South African parents are “outsourcing” their kids’ school homework to ensure they receive good marks, according to a report in the Sunday Times.
The report provided an example of a man in Durban who will put together a science project for a learner for R200, which will receive a mark of over 80%.
These homework operations are all over social media, with people advertising their services to parents. This includes essay and speech writing.
Another example provided was university students who advertise school essay writing services for 60c a word on Gumtree.
Parents and teachers have slammed this practice, however, as school-based work makes up 25% of a child’s year mark. The remaining 75% comes from their exams.
With such a large chunk open to being influenced by learners paying others to do their homework, teachers and parents have called for a stop to the outsourcing.
One of the reasons is that it could encourage learners to “cheat their way to success”.
A parent who spoke to the Sunday Times said that kids are buying their way through school, and the “outsourcing of assignments flourished in most of Johannesburg’s wealthy suburbs”.

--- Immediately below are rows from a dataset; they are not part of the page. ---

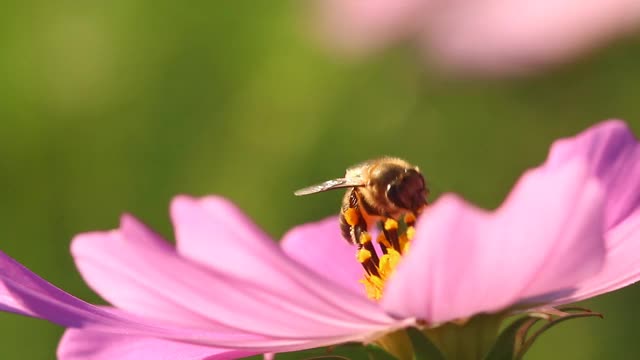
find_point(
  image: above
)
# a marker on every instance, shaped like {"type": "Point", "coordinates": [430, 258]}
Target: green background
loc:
{"type": "Point", "coordinates": [120, 106]}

The report added that high schools confirmed the outsourcing of homework is not allowed and any parent who facilitated this had lost their moral compass.

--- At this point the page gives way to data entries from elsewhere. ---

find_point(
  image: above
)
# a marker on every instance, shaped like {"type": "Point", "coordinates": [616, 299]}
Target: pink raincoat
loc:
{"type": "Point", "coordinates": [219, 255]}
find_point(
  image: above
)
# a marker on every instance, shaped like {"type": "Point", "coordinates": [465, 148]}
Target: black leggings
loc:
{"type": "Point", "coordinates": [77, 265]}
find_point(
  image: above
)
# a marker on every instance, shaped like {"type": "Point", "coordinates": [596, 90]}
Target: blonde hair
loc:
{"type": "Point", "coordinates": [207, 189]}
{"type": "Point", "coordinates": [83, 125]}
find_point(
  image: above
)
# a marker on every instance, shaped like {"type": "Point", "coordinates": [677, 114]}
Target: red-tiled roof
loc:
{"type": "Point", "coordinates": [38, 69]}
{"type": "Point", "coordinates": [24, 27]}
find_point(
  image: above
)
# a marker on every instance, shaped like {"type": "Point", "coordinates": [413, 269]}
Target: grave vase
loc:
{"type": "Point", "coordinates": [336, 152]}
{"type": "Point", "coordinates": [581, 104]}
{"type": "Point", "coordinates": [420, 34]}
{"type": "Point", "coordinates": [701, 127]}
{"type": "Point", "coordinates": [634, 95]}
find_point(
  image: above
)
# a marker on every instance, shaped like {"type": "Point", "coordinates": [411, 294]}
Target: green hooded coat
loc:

Another risk was that students do not learn if they outsource their work, and this can lead to a poor performance in exams.
South Africa’s education sector has been under intense scrutiny for many years, with experts stating that the system is only interested in achieving a high matric pass rate as opposed to equipping students with knowledge and skills.
This is illustrated by the country’s large dropout rates in schools, with less than half of the students who start school actually passing matric 12 years later.